Ini jelas bagian dari sikap antikolonialisme Sukarno yang belum hilang setelah menjadi penguasa. Menurut Yuke, Sukarno berusaha menghilangkan hal-hal yang membuat orang Indonesia merasa rendah.
“Salah satu caranya melalui penghapusan beberapa lokasi yang bernuansa kolonial sebagai lokasi pembangunan monumen baru yang dirancangnya,” tulis Yuke (2005:112).
Tak semua bangunan sisa kolonial lenyap di masa Sukarno menjadi presiden. Ada yang tersisa hingga kini, meski beberapa di antaranya tidak terawat dengan baik. Misalnya, Istana Merdeka, Museum Gajah atau Galeri Nasional -- hanya untuk menyebut beberapa di antaranya.
Ada juga bangunan dari masa kolonial yang akhirnya hilang pada masa kekuasaan Soeharto. Soeharto bukan bekas arsitek, juga bukan seorang ideolog, yang menganggap bangunan kolonial memendam bahaya politis atau psikologis. Jika ada bangunan masa lalu yang dirobohkan, bagi Soeharto, hal itu hanya karena kebutuhan pragmatis saja.
Pada masa Orde Baru, argumentasi pembongkaran gedung-gedung lama bukan lagi semangat antikolonial. Tujuan pembongkaran di masa Soeharto lebih bersifat ekonomis ketimbang politis.

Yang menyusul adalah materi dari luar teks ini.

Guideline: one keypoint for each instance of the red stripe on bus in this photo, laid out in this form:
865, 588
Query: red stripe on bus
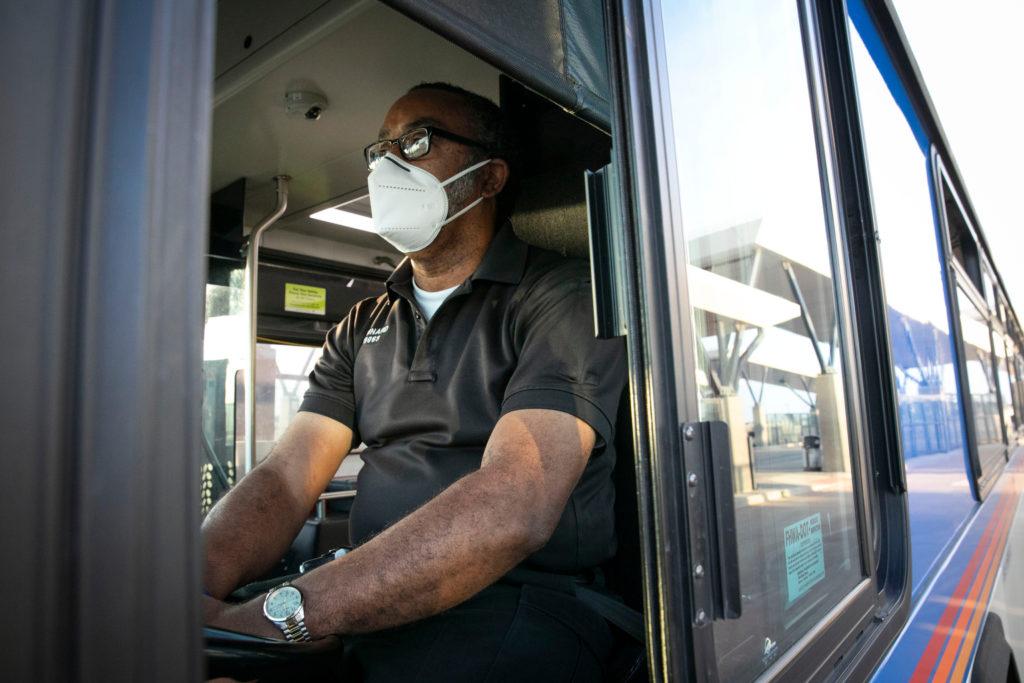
977, 595
924, 669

Misalnya, Rumah gede (besar) alias Pondok Gede yang terletak di daerah bernama Pondok Gede. Bangunan yang menjadi cikal bakal nama Pondok Gede itu hilang di masa Orde Baru.
“Pondok Gede dibongkar untuk membangun supermarket di atasnya (pada 1992),” tulis Adolf Heuken dalam Tempat-tempat Bersejarah di Jakarta (2016:13).
“Ini adalah benturan antara kepentingan ekonomi dan cagar budaya dalam pesatnya pembangunan, dan yang terakhir inilah yang telah dikalahkan," tulis Alwi Shihab dalam Betawi Queen of the East (2004:162).
Jika Sukarno membiarkan bangunan terbongkar karena semangat anti kolonial, maka terbongkarnya Pondok Gede nan bersejarah itu, bagi sementara orang memang harus. Karena, di rumah gede yang didirikan Pendeta Johannes Hooyman pada 1775 itu, pernah dimiliki seorang Yahudi Polandia kaya-raya (pedagang emas) bernama Leendert Miero.
Warisan kolonial yang hilang di masa Sukarno jadi presiden tak hanya bangunan-bangunan, tapi juga jaringan trem. Trem listrik di Jakarta, menurut catatan Firman Lubis dalam Jakarta 1950an: Kenangan Semasa Remaja (2008:131), hilang pada 1961. Situasi yang sama terjadi pula di Surabaya.
Trem saat itu dikesankan sebagai berbau kolonial. Sudiro, yang waktu itu menjadi walikota Jakarta, mengaku dalam buku Pelangi Kehidupan; Kumpulan Karangan (1986:80) bahwa: “Waktu itu setuju saja trem kota dihapus, asal segera disediakan gantinya, yaitu bus — atau kalau ingin seperti kota-kota modern lainnya: trowly bus—atau taksi.”